[Talk-us-massachusetts] A simple check for addresses before the import, iteration #2

Yury Yatsynovich yury.yatsynovich at gmail.com
Fri Aug 10 20:25:54 UTC 2018


Thanks for the feedback, Greg!

The purpose of this exercise (match MassGIS points to OSM streets) was to
find MassGIS points that are obviously mis-placed.
As it turned out, the MassGIS points might be "mis-placed" either because
MassGIS data are wrong or (and this second reason so far looks more likely)
because many streets in OSM do not have names (or have wrong names -- these
cases need scrupulous checks).

So, an easy take-away from this exercise is to add names to unnamed streets
-- the resulting shp-files give us an idea on what streets in OSM are
currently w/o names and what names they most likely should have.

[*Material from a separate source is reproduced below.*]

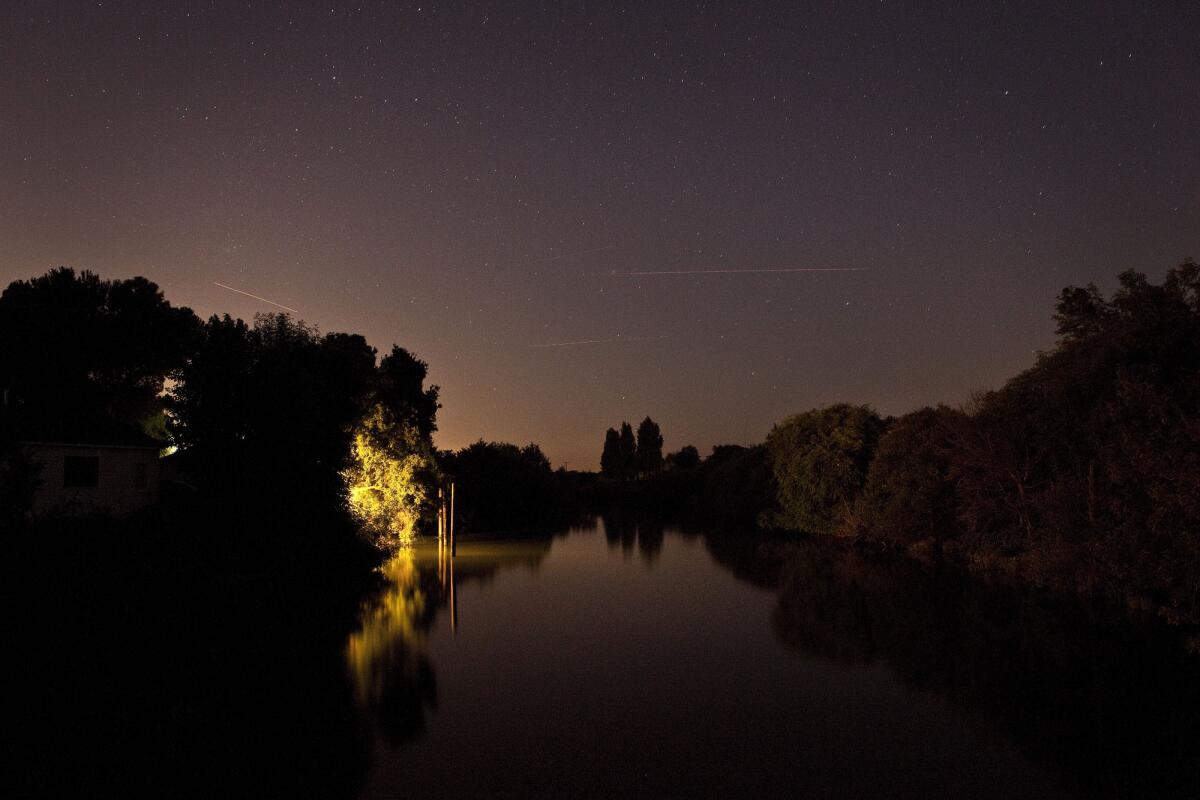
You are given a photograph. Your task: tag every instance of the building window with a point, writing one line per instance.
(81, 471)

Fuzzy match is used to filter the most severe discrepancies. I wrote the
code with the exact match first, but it gave us too many points to check
manually and most of those points were with relatively small discrepancies
(abbreviations, spelling errors, etc. -- hopefully, these can later be
corrected automatically).

For blanks and "'" symbols -- they are a quite frequent reason of
mismatches: "Miller's" vs "Millers", "Mac Arthur" vs "MacArthur", "Hill
Top" vs "Hilltop".

The matches were also based on distance. So, if there are "First Street"
and "First Avenue" in the same town, yet, they are not both within 10
nearest streets to a given point, they will not be mixed.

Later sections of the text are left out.